Coupling mechanics and flow on a lattice — a swelling inclusion drives the pore pressure
The companion post drove the wall from the fluid. This one runs the coupling the other way: a stiff inclusion with a swelling interface deforms the surrounding matrix, the deformation generates pore pressure on the transport lattice, and through Biot's effective stress that pressure feeds back to thicken the matrix — reproducing both the logarithmic pressure field and the poroelastic displacement.
The previous post coupled the mechanical lattice (frame elements on the Delaunay edges) and the transport lattice (conduit elements on the dual Voronoi edges) in one direction: a prescribed fluid pressure deformed the solid. This post runs the coupling the other way — and then closes the loop.
A stiff inclusion with a swelling interface deforms the matrix; the deformation generates a pore pressure on the transport lattice (mechanical → transport); and through Biot’s effective stress that pressure feeds back into the matrix (transport → mechanical). It is the displacement-driven side of the same Grassl, Fahy, Gallipoli & Wheeler (2015) framework — the staggered scheme that, with cracking, becomes fluid-driven fracture.

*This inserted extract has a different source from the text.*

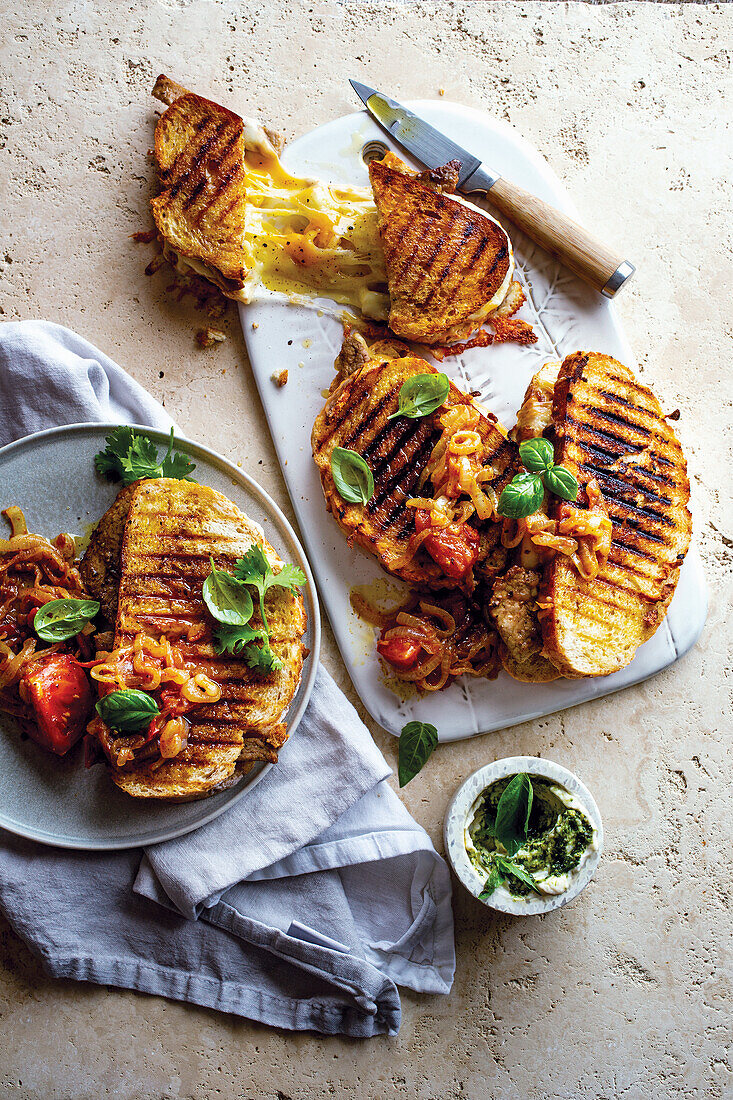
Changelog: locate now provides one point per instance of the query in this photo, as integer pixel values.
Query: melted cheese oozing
(306, 238)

The coupled model at a glance. Left: the dual lattice — mechanical struts on the Delaunay edges (blue) and transport conduits on the dual Voronoi edges (orange). Centre: the pore pressure generated on the transport lattice — compressive (blue) near the swelling inclusion, draining to zero (red) at the rim. Right: the radial displacement on the mechanical lattice — the stiff steel inclusion (blue) barely moves while the matrix (red) is pushed outward.
The problem
A concrete matrix disk (radius b) holds a stiff circular steel
inclusion (radius r_i), separated by a thin interfacial transition zone
(ITZ). The ITZ expands radially — an eigen-displacement, the way a corroding
bar or a swelling aggregate pushes on its surroundings. Because the inclusion
is far stiffer than the matrix, that expansion acts like a prescribed radial
displacement on the inner edge of the matrix annulus a … b.
The expansion compresses the radial ITZ struts. That compressive axial stress is what drives the flow problem.
How the deformation drives the flow — and back
Mechanical → transport. Each transport node on the ITZ midline is fed the
axial stress of its two flanking radial ITZ elements (a
LatticeDirichletCoupling boundary condition: compression sets a pore
pressure there). With the outer boundary drained (P_f = 0) and zero
storage, the transport problem reaches steady state, so the pore pressure
follows the same logarithmic radial profile as the pressure post,
P_f(r) = P_a · ln(b / r) / ln(b / a_p),
high at the inclusion, zero at the rim — only now P_a is generated by the
deformation rather than prescribed.
Transport → mechanical. Total stress is effective stress plus a fraction of the pore pressure,
σ = σ_eff + b · P_f,
with b Biot’s coefficient. At b = 1 the pore pressure acts as a
distributed body force throughout the matrix; its gradient pushes the solid
outward everywhere. So the matrix carries both the inclusion’s inner
push and the fed-back pore pressure.
The two sub-problems are solved in a staggered loop — mechanics first (so the stress exists for the transport to read), then transport — exchanging stress and pressure each step.
Lattice vs analytical
The transferred pressure. The pore pressure on the transport lattice,
normalised by the ITZ-midline value P_a, against normalised radius
r / r_i — raw lattice nodes (scatter) against the logarithmic profile (line):
The deformation-generated field is logarithmic, just as a prescribed inner pressure would give — the coupling transfers the stress to the fluid cleanly.
The fed-back displacement. Here is the nice part: that same pore pressure
P_a is the ITZ axial stress, which is the radial traction the ITZ applies
to the matrix. So the matrix annulus is loaded by σ_r(a) = P_a at the inner
edge, a traction-free outer edge, and — because the matrix now carries the
distributed pore-pressure body force — the poroelastic solution
u_r(r) = (κ/2) r ln r + D r + C1/r with κ ∝ b · P_a. The displacement is
predicted from the computed pressure, with no fitted amplitude:
u_r increases with radius — the wall thickens. Without the feedback
(b = 0, κ = 0) the same load gives the Lamé result, where u_r decreases
and the wall thins. The Biot feedback flips it, exactly as the inner pressure
did in the previous post — reached here from the opposite direction.
This elastic case is the baseline. Let the ITZ keep expanding and the matrix crack, and the same coupled lattice — pore pressure on the Voronoi dual, effective stress on the Delaunay frame — drives the pressure-and-cracking problem of the 2015 paper, now from a deformation source.
Reproduce
git clone https://github.com/githubgrasp/oofem-examples.git
cd oofem-examples/lattice-coupling-displacement-2d
docker run --rm -v "$PWD":/work ghcr.io/githubgrasp/oofem-public:lattice-coupling-displacement-2d bash run.sh
The converter writes both subproblems from one shared mesh (#@grid 2dSMTM);
run.sh solves the staggered problem and draws pressure.png and
displacement.png. Setting bio 0.0 in control.in (and dropping
#@couplingflag) switches off the feedback and recovers the Lamé thinning —
compare.py swaps the analytical curve automatically. The run takes about
fifteen seconds.
The :lattice-coupling-displacement-2d image tag is immutable — use :latest
instead to track the current OOFEM build (results may drift slightly as the
code evolves).
Built with OOFEM.